I had a gigantic list of really great songs and I had to sort of wind them down to what I could sing, what I could translate, what I could pull off. Anyone can put together a list of favorite tunes, but the real trick is — and the key is — to come up with something you can pull off and interpret in your own way. Not all of my favorite tunes would I want to touch. If it’s perfect already, why f— it up?
How the hell was it working with a 40-piece orchestra?
It was fun. It was new. It was interesting. Orchestral musicians have a different approach than we do, and when I say ‘we,’ I mean musicians who don’t know what they are doing. I let the conductor deal with the orchestra, and I dealt with the band. The band is 12-13 people, yes, but I know how to deal with a band. But there were some different moods that an orchestra has that I am not used to, having played in rock bands.

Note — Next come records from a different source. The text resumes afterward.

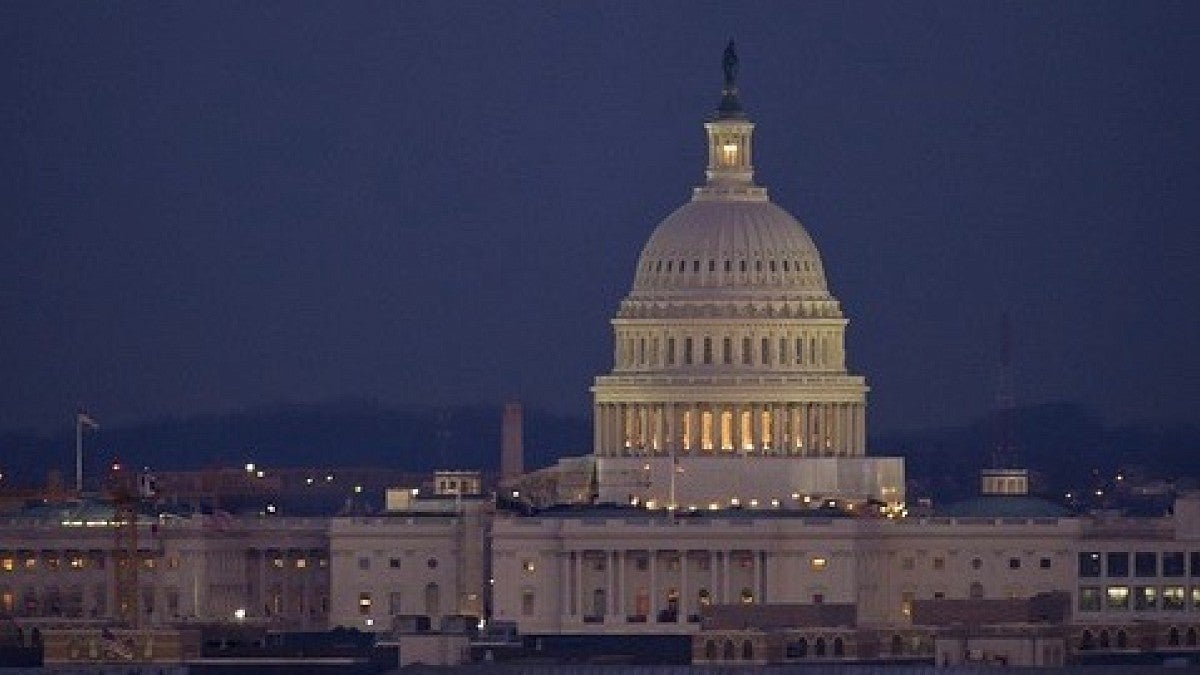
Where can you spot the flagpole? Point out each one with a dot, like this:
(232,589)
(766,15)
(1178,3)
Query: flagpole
(79,454)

And the phrase ‘Mondo Cane.’ Did it come from the Italian shockumentary?
Honestly, it is also a saying in Italian, and it means the world is going to the dogs.
My dad speaks Italian, so he would have gotten that!
How do you say your last name? [Note: I say my last name and he repeats it with flair!] She-a-rett-o. Come on, you have to say it right. [Laughs]
What part of Italy did you live in?
I lived in Bologna. I go back quite often, and I still have lots of connections and lots of friends. It was a nice period in my life. I hope to go back. To me, that is the place you think of when you think where you want to die. That would be it.
Will you tour on ‘Mondo Cane’?
I am working on it. It’s difficult since it’s not like normal projects, where I call five people and say, ‘Meet me in Columbus, Ohio.’ It is also expensive, so I am going to do my best to play shows in the States and not lose my shirt in the process. Think about it. It’s a 15-piece band, plus 40-piece orchestra — and it’s not palatable to most people. It’ll be the right situations and cities and the right time and right person to work with. I will play shows with this project. Where and when? I don’t know.
Having done vocals on a Dillinger Escape Plan EP years ago, what are some metal bands you are into?
I am not good with current, but I still love Meshuggah. I have been on tour with Faith No More, and we played some festivals in Australia with Meshuggah. It was the first time I had seen them live, so oooph. I was very floored and impressed. It made me want to give up playing music, in the good way.
So, the Faith No More reunion show in New York … that sold out in like two minutes!
Come on, it was not two minutes!
Ok, so like two hours. After Faith No More broke up, the band became bigger than it ever was and the mythos of the band took on a life of its own. My question is simple. Why now? And how do you feel doing it?
Well, ‘Why now?’ is a strange question that I can’t answer with any sort of intelligence. I have no idea. There is some sort of thing in our culture that fetishizes things from the past, and we have gotten more attention now that we’ve reunited than we ever had before. That is automatically weird and tells you about people and our society … what do they want to hear? They want to hear things that make them comfortable and remind them of certain times and places in their life, which is totally OK. Being as old as we are, we’re a part of that. I can tell you this: Musically, we sort of got back together, played together and realized this music still works and is still good and still feels good. Whether or not it is going to translate into today is another question. But we feel confident enough to keep playing it. There you have it. I am not going to lie. There were also offers that were ridiculous.
Probably something you couldn’t turn down?
You can always turn it down if it doesn’t feel good. That is easy, but the point being there was interest and we still felt proud of the music, and we kinda cooked up a new batch or took old ingredients and threw them in a new pot, so it felt right and it was easy …
Like Faith No More’s cover of ‘Easy’? Sorry, had to do it. What’s the final thing you want to say about ‘Mondo Cane’?
If you like orchestral music and have a heart in your f—ing chest, you will like this record.